Но самое страшное – его проникновение в уши. Он не шел звуковыми волнами. Он вползал ледяными иглами, вонзающимися в барабанные перепонки. Боль была постоянной, ноющей, от которой сводило скулы, темнело в глазах, а в висках стоял пронзительный, высокий звон – ответный крик перегруженных нервов. Он звучал внутри черепа, смешиваясь с мыслями, подменяя их, превращая сознание в резонирующий сосуд для кошмара.
И кошмар этот был многоголосым хором:
Душераздирающий плач младенца: Тонкий, пронзительный, как стекло на морозе. То ли Оленки, то ли самого Свято, то ли кого-то давно забытого. Звучал то из-под пола, то прямо над ухом.
Сухой, безрадостный смешок девчонки: Лидки? Зловеще-игривый, бесчувственный. Смеялась над страхом, над беспомощностью.

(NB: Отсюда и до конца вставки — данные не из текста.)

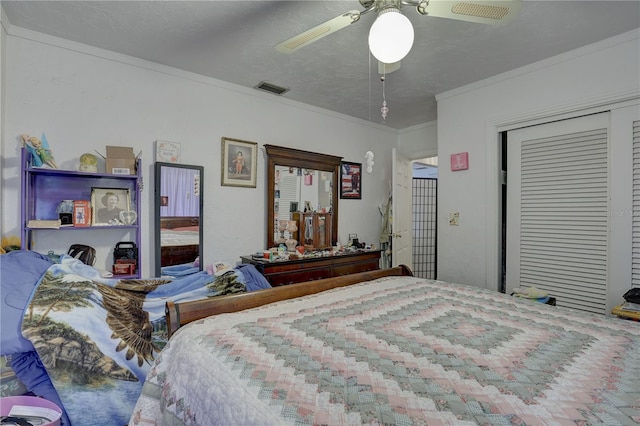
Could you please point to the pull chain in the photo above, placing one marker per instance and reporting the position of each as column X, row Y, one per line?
column 384, row 110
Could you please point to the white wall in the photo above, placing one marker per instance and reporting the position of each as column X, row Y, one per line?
column 85, row 98
column 419, row 141
column 469, row 119
column 3, row 37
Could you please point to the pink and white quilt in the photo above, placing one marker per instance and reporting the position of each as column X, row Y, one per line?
column 398, row 350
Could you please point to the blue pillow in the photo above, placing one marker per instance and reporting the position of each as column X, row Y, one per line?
column 21, row 271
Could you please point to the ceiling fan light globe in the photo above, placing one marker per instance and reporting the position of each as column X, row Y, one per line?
column 390, row 36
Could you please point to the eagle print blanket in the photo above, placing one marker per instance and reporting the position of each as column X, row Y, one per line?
column 398, row 350
column 97, row 337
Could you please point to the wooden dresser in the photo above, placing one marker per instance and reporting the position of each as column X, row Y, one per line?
column 294, row 271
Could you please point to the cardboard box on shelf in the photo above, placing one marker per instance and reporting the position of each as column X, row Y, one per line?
column 120, row 160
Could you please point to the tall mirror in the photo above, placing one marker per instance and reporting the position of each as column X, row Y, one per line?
column 178, row 212
column 295, row 177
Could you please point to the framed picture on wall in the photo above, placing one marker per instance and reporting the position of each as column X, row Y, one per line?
column 106, row 205
column 239, row 163
column 351, row 180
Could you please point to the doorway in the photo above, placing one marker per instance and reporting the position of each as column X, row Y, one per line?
column 424, row 217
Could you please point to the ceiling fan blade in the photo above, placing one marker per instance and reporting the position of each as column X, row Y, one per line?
column 319, row 31
column 484, row 12
column 388, row 68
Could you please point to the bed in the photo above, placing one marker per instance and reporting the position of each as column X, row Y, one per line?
column 390, row 349
column 180, row 238
column 81, row 340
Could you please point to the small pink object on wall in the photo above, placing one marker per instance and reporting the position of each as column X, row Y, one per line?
column 459, row 161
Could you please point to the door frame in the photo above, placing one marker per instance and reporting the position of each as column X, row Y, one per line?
column 493, row 129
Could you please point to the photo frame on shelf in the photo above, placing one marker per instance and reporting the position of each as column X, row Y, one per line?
column 350, row 180
column 107, row 204
column 239, row 163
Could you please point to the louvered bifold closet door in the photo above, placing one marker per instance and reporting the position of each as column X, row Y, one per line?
column 562, row 240
column 635, row 236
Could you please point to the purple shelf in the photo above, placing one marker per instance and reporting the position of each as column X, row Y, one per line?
column 43, row 189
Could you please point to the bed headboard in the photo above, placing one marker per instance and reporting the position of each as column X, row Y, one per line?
column 179, row 314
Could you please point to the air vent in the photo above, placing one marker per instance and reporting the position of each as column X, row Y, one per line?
column 483, row 11
column 271, row 88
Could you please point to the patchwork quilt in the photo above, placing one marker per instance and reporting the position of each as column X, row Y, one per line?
column 398, row 350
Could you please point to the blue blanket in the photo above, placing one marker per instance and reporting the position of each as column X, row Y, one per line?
column 97, row 337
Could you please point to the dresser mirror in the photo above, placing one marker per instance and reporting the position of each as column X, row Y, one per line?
column 297, row 182
column 178, row 214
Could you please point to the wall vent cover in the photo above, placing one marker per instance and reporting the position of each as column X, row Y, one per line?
column 271, row 88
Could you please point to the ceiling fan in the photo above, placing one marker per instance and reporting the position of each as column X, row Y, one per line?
column 391, row 35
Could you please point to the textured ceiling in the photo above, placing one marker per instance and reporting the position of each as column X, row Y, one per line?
column 234, row 41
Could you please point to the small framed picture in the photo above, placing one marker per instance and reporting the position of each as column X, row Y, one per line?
column 168, row 152
column 106, row 205
column 351, row 180
column 239, row 163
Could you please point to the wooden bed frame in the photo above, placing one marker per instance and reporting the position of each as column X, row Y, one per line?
column 178, row 255
column 179, row 314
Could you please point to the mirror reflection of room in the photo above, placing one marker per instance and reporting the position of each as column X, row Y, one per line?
column 179, row 210
column 298, row 190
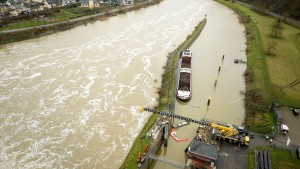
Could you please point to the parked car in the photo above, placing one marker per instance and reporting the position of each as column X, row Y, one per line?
column 296, row 111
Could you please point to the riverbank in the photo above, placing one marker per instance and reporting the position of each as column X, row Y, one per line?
column 166, row 95
column 264, row 76
column 10, row 36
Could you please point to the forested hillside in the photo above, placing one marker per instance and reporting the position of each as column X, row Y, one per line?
column 288, row 8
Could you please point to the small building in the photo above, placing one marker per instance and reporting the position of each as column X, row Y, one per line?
column 279, row 116
column 90, row 3
column 202, row 155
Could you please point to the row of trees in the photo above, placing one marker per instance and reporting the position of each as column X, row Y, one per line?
column 287, row 8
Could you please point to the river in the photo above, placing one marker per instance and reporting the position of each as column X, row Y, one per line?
column 72, row 99
column 222, row 35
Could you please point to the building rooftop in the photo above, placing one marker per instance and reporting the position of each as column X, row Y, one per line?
column 204, row 150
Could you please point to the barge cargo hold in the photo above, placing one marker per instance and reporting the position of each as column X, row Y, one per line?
column 184, row 79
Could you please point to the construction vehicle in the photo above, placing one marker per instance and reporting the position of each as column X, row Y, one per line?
column 230, row 134
column 222, row 132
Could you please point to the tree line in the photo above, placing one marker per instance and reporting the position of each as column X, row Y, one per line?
column 286, row 8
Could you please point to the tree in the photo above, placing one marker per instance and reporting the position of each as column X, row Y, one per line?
column 276, row 28
column 269, row 47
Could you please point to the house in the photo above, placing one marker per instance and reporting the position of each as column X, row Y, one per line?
column 90, row 3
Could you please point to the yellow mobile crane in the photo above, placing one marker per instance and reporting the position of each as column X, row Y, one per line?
column 221, row 132
column 231, row 134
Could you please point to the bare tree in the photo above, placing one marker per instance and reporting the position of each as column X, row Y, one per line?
column 276, row 28
column 269, row 47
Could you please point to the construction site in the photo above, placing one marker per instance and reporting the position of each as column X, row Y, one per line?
column 208, row 148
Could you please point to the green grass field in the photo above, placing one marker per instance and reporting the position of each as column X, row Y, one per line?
column 274, row 71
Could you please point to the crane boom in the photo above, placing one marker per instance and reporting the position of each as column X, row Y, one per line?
column 202, row 122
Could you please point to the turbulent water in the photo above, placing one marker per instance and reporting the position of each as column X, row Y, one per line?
column 71, row 100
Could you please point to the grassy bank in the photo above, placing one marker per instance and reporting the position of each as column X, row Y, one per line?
column 273, row 63
column 63, row 19
column 166, row 95
column 280, row 158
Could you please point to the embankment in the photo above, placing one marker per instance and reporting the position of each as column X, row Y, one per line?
column 10, row 36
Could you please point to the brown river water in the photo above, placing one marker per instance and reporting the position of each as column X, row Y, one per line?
column 72, row 99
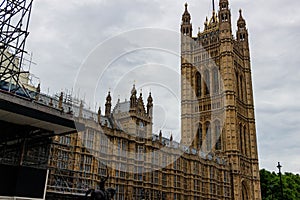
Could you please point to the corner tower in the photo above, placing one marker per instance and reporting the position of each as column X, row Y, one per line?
column 217, row 108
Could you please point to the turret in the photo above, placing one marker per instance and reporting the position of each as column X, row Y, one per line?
column 38, row 91
column 99, row 115
column 133, row 99
column 108, row 105
column 186, row 25
column 150, row 105
column 225, row 18
column 80, row 115
column 242, row 32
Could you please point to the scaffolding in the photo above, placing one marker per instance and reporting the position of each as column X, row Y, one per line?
column 14, row 22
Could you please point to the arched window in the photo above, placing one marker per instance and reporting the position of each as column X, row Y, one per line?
column 198, row 85
column 241, row 88
column 241, row 139
column 237, row 85
column 208, row 136
column 244, row 192
column 245, row 140
column 207, row 82
column 215, row 81
column 199, row 136
column 218, row 135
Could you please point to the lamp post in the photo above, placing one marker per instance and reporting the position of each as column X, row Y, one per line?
column 281, row 188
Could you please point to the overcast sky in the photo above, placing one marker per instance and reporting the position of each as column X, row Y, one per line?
column 65, row 36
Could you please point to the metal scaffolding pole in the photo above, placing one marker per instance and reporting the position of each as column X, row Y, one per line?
column 14, row 22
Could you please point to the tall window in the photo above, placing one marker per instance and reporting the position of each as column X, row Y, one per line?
column 241, row 86
column 198, row 84
column 245, row 140
column 208, row 136
column 207, row 82
column 237, row 85
column 199, row 136
column 218, row 135
column 120, row 192
column 241, row 139
column 215, row 81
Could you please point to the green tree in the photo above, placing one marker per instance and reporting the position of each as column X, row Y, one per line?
column 270, row 186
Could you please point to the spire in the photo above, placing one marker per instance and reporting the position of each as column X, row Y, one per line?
column 99, row 115
column 108, row 105
column 242, row 33
column 38, row 91
column 80, row 109
column 133, row 99
column 241, row 21
column 225, row 18
column 186, row 26
column 149, row 105
column 160, row 136
column 60, row 100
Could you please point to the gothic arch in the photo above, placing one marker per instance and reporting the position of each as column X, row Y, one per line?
column 241, row 138
column 242, row 88
column 237, row 84
column 218, row 135
column 208, row 135
column 245, row 139
column 199, row 136
column 198, row 84
column 245, row 195
column 207, row 82
column 216, row 81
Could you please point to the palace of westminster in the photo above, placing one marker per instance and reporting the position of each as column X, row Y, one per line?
column 217, row 155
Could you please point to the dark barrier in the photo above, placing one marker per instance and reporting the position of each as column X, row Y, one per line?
column 22, row 181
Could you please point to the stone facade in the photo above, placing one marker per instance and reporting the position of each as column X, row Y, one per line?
column 217, row 155
column 217, row 97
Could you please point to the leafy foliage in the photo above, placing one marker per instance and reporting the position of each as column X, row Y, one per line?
column 270, row 186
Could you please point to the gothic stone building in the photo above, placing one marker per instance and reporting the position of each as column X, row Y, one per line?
column 217, row 155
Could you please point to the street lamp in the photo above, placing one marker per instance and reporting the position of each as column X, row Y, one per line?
column 279, row 168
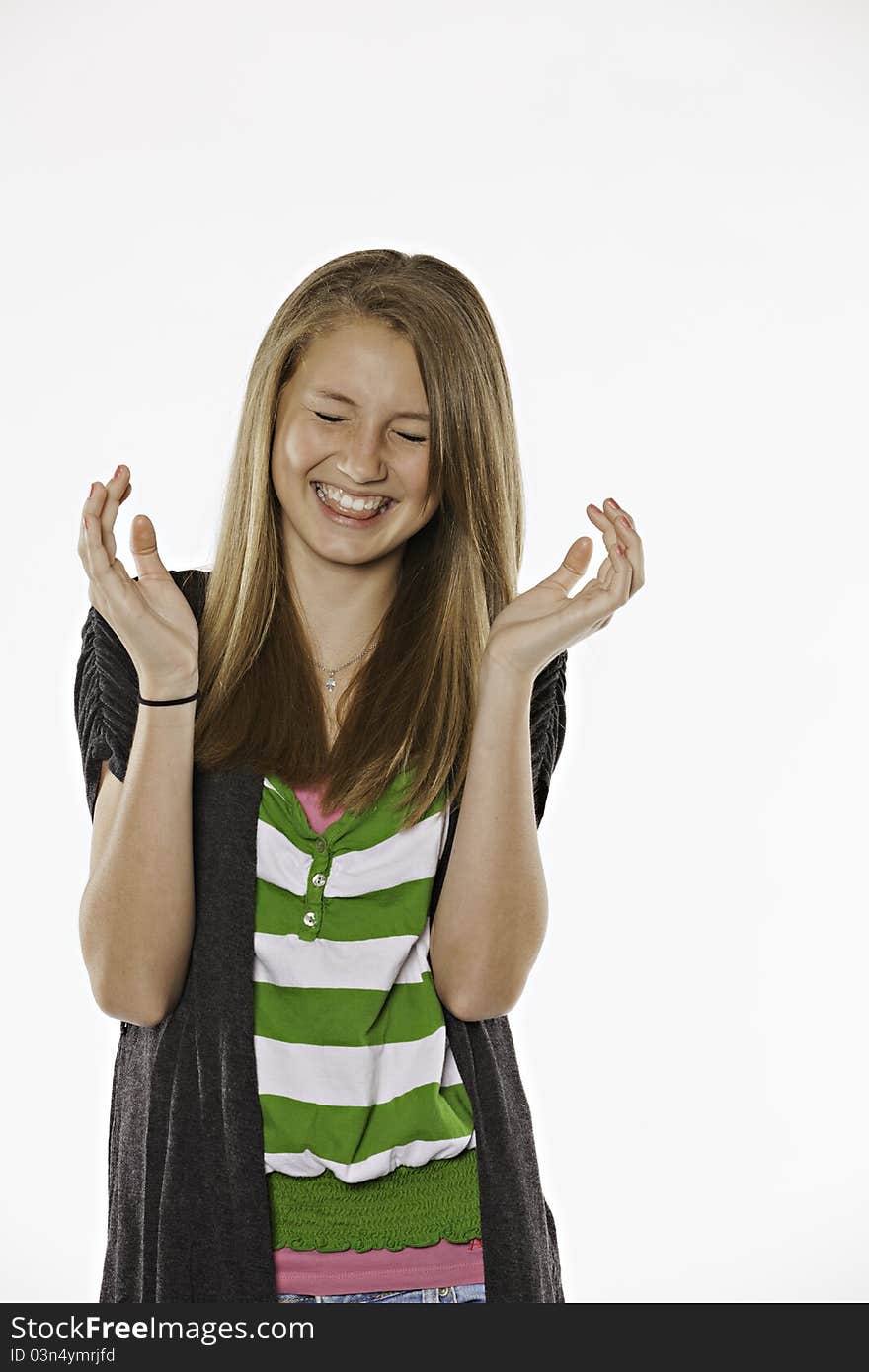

Старческий хриплый кашель: Архипа? Или Егора? С бульканьем, будто в горле застревали куски льда. Прерывистый, мучительный.
Бормотание полузабытых молитв: Обрывки «Отче наш», «Богородице Дево», произносимые чужими, дрожащими голосами, обрывающиеся на полуслове стоном или тем самым смешком.
И подспудно, неумолчный скрежет: Сухой, противный, будто где-то очень близко, за тонкой стеной или под половицами, терли кость о кость, методично перемалывая ее в мелкую, холодную пыль. Звук, от которого сводило зубы и скручивало желудок в ледяной узел.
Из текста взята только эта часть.